During Detection of face , we use PreprocessingDetection. During Recognition , we use PreprocessingDetection for finding the face and PreprocessingRecognition for recognising.

Also please consider using [IntDef](https://developer.android.com/reference/android/support/annotation/IntDef.html) . Because enums sometimes result in memory issues.

wow! Detection using CNN! Is it possible in an android device? You are so brilliant!

sladomic commented 7 years ago

hehe..no I'm just applying the algorithms someone else found..the researchers are the brilliant people..for example these https://arxiv.org/pdf/1503.03832.pdf https://arxiv.org/pdf/1704.04861.pdf http://www.vision.caltech.edu/html-files/EE148-2005-Spring/pprs/viola04ijcv.pdf

Zumbalamambo commented 7 years ago

You are my inspiration!... I have been only dreaming about image processing until I came across your code...Im grateful for your patience in helping me to learn...

You have made me to understand it as easy as 123 . I read it. It is like a alien language with lots of expressions. Is there any opensource library to implement this ? this sounds really cool...

Zumbalamambo commented 7 years ago

Oops... sorry... Just wanted to check what Close and comment button does in github...

Zumbalamambo commented 7 years ago

I tried to get the confidence score while trying to predict through Tensorflow using KNN

Following is my code,

 private synchronized double getConfidenceScore(Mat featureVectorToRecognize, Mat defaultFeature) {

        double dotProduct                   = defaultFeature.dot(featureVectorToRecognize);
        double normFeatureVector            = Core.norm(defaultFeature, Core.NORM_L2);
        double normFeatureVectorToRecognize = Core.norm(featureVectorToRecognize, Core.NORM_L2);
        double cosineSimilarity             = dotProduct / (normFeatureVector * normFeatureVectorToRecognize);
        double absoluteCosineSimilarity     = Math.abs(cosineSimilarity);
        Log.i(getClass().getName(), "Absolute cosine similarity : " + absoluteCosineSimilarity);
        return absoluteCosineSimilarity;
    }

I have called it by following way,

   public String recognize(Mat img, String expectedLabel) {
        Mat   result = new Mat();
        float nearest;
        img = getFeatureVector(img);
        addImage(img, expectedLabel, true);
        nearest = knn.findNearest(img, k, result);
        getConfidenceScore(result, img);
        return labelMap.getKey((int) nearest);
    }

This throws the following error :(

CvException [org.opencv.core.CvException: cv::Exception: /build/master_pack-android/opencv/modules/core/src/matmul.cpp:3402: error: (-215) mat.type() == type() && mat.size == size && func != 0 in function double cv::Mat::dot(cv::InputArray) const
                                                   ]
Zumbalamambo commented 7 years ago

Can you please help me to find the confidence score using tensorflow knn.. It is crashing even after lots of tries :(

sladomic commented 7 years ago

I was trying to implement it but then I had no time and I read through some literature.
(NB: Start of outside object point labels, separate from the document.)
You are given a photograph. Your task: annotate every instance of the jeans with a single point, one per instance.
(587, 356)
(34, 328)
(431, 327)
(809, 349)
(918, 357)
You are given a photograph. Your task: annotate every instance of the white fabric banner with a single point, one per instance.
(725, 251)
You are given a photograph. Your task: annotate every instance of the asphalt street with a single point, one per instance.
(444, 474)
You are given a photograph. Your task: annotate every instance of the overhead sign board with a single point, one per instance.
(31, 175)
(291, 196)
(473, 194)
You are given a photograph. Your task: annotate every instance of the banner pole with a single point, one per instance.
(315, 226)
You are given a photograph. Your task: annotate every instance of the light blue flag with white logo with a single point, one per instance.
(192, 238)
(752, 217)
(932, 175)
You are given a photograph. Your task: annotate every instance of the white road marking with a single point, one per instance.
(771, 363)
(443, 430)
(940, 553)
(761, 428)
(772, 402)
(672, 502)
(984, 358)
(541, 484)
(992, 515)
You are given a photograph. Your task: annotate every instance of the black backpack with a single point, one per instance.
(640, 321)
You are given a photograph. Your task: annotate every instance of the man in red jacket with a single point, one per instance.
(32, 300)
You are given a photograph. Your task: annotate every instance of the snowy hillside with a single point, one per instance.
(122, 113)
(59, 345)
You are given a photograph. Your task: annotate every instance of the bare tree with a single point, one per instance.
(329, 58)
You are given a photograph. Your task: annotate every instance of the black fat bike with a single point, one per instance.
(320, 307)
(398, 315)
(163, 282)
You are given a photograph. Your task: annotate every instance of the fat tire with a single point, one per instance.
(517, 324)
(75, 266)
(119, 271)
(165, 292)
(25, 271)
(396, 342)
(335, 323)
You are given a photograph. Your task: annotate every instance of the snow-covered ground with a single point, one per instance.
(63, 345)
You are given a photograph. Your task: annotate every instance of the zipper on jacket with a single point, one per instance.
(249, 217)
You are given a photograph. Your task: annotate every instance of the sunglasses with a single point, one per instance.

Usually KNN and SVM don't provide any probability because they are discrete classifiers and not regression algorithms. But a workaround to get at least a hint in the confidence is to use the cosine similarity. But this is used on the raw feature vectors and not on the output of SVM or KNN. If you want to implement it, you need to calculate the meanFeatureVector the recognized person/label as done in the function trainClassifier here https://github.com/literacyapp-org/literacyapp-android/blob/master/app/src/main/java/org/literacyapp/authentication/thread/TrainingThread.java and then calculate the cosine similarity between the image/featureVector vs. the meanFeatureVector.

So

  1. You get the label by using KNN or SVM
  2. You calculate the meanFeatureVector for this label using the featureVectors of this label of the trainingList
  3. You calculate the cosine similarity between the input image/featureVector and the meanFeatureVector

Please note that this is only a workaround and doesn't fully represent the confidence of KNN or SVM.

Zumbalamambo commented 7 years ago

okay thank you... waiting to learn cnn based face detection.. :)

ShahBhavya101094 commented 5 years ago

Hey! Are you try to Achieving Face Identification approach for Unknown face ?

Is it possible to detect face based on eye blink feature.